Again, college students have enough financial worries as it is. There is no need to add on the worry of healthcare. I speak from personal experience. I just went back to college this last year. I could have stayed in my previous job and kept having the mediocre healthcare coverage provided by my employer. I also would have killed myself because my job was absolute mental torture.

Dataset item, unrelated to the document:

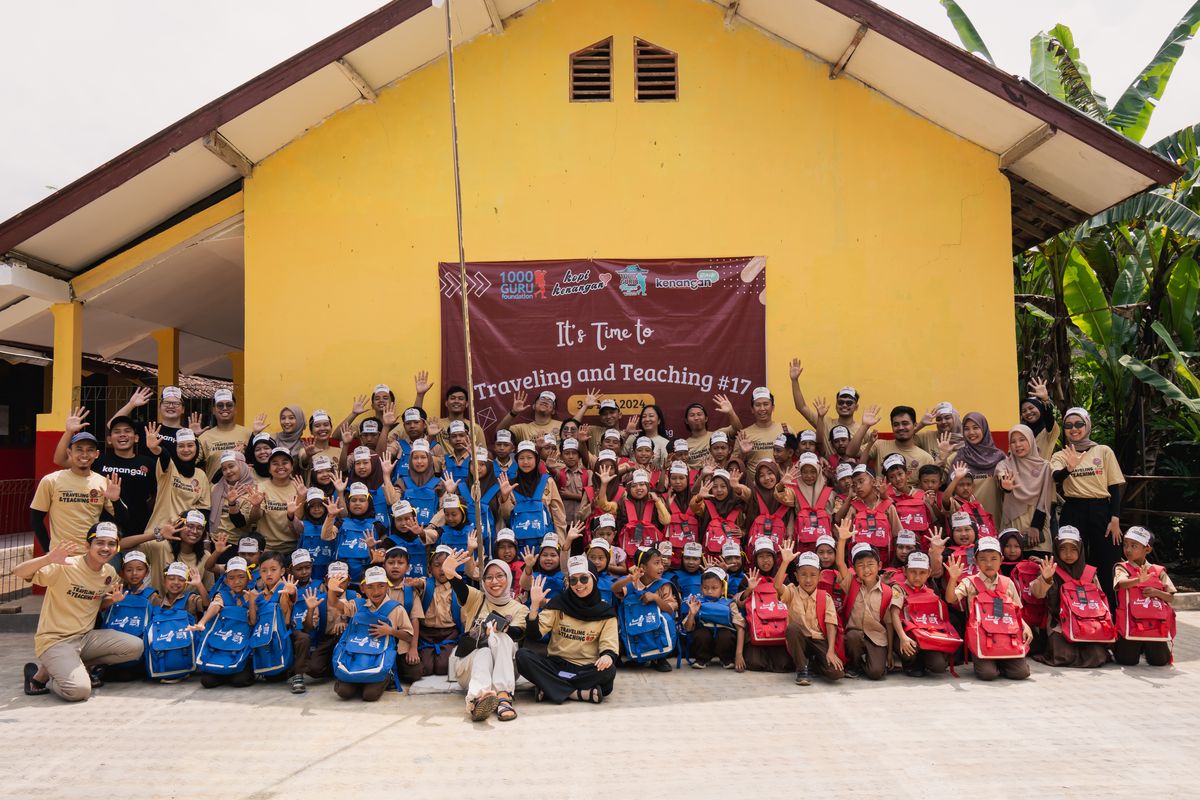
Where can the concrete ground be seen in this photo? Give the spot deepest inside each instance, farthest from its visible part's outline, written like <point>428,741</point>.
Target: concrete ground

So, I went back to school. Come winter break, the last day of school, I felt kind of ill. The ill that you know is the first sign of the flu. You still feel well enough, but you know it's all downhill from there. I got really sick with the flu, and worse sick with bronchitis. I had several trips to the urgent care. Partly because of a bad mix of medication given to me by the urgent care. Still dealing with my bronchitis a month later, I got the flu again, which undid any healing I had done. Multiple doctor's visits, urgent care visits, and prescriptions. And the only way I was able to pay for this was because I have government healthcare provided by my state. Getting this healthcare was more complicated than anything I've had to do in my life. It should have been simple, but the people employed by the Arizona Department of Economic Security (DES) are retarded. They made multiple mistakes in processing my application. If I hadn't been so resolute in getting my healthcare (which I was and am legally eligible for) I would never have gotten it. It should not be that hard to get approved for government healthcare one qualifies for. It's even harder to go through when you are sick. Helen speaks from experience. So do I. Still, healthcare is still pretty good even when it's bad.

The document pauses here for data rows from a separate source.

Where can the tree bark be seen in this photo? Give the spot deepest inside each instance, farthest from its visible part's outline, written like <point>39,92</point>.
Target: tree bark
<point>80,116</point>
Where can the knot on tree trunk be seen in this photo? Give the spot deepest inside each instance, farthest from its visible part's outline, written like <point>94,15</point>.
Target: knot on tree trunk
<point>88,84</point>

If government healthcare didn't exist, I wouldn't be alive today. How many people have died because universal government healthcare doesn't exist in this country? One can only guess. The mental and physical health of this country's citizens should be top priority. What could be more important? If a citizen doesn't have good mental or physical health, how are they supposed to go on living?

Lucie said...

As has been said here, I am glad you made it to England and got your therapy.

Helen DeWitt said...

Never did get therapy, kept moving from district to district. But I did get on medication, which would not have possible in the US.

Bernardo said...

The health system in Brazil is, I believe, something like the health system un the UK: you can have a healt insurance, but if you don´t, you can get treatment as well. Maybe note the best, maybe facing some lines and waiting, but you´ll get it.

Anonymous said...

My breakdown was six months ago. I also did not have health insurance and was living in the US. I walked into an ER asking for anti-depressants and then the police came to ask me questions about how I would like to die.
I answered truthfully. Suicidal or not, everyone must have an idea about their own death, how one wishes to die. [I thought; I think.] I wasn't suicidal at the time, but because I answered their question, the system said that I was. Objection your honor? Leading the witness.

Court ordered into the hospital's mental ward, a hopelessly flawed sterile white jail, I played their games and was released in less than a week. After that time, I truly was suicidal so I went to Kodiak, Alaska to become what's called a crack commercial fisher[wo]man - work without pay. I was completely healed after 6 months of open ocean, fish guts, and hard labor.

Short story: It costs $560.00 to ask for anti-depressants, to be detained and jailed, and then to be suicidal. I didn't even get the anti-depressants. And that's why I choose you, Luxembourg.

I'm really fucking glad you got on the plane.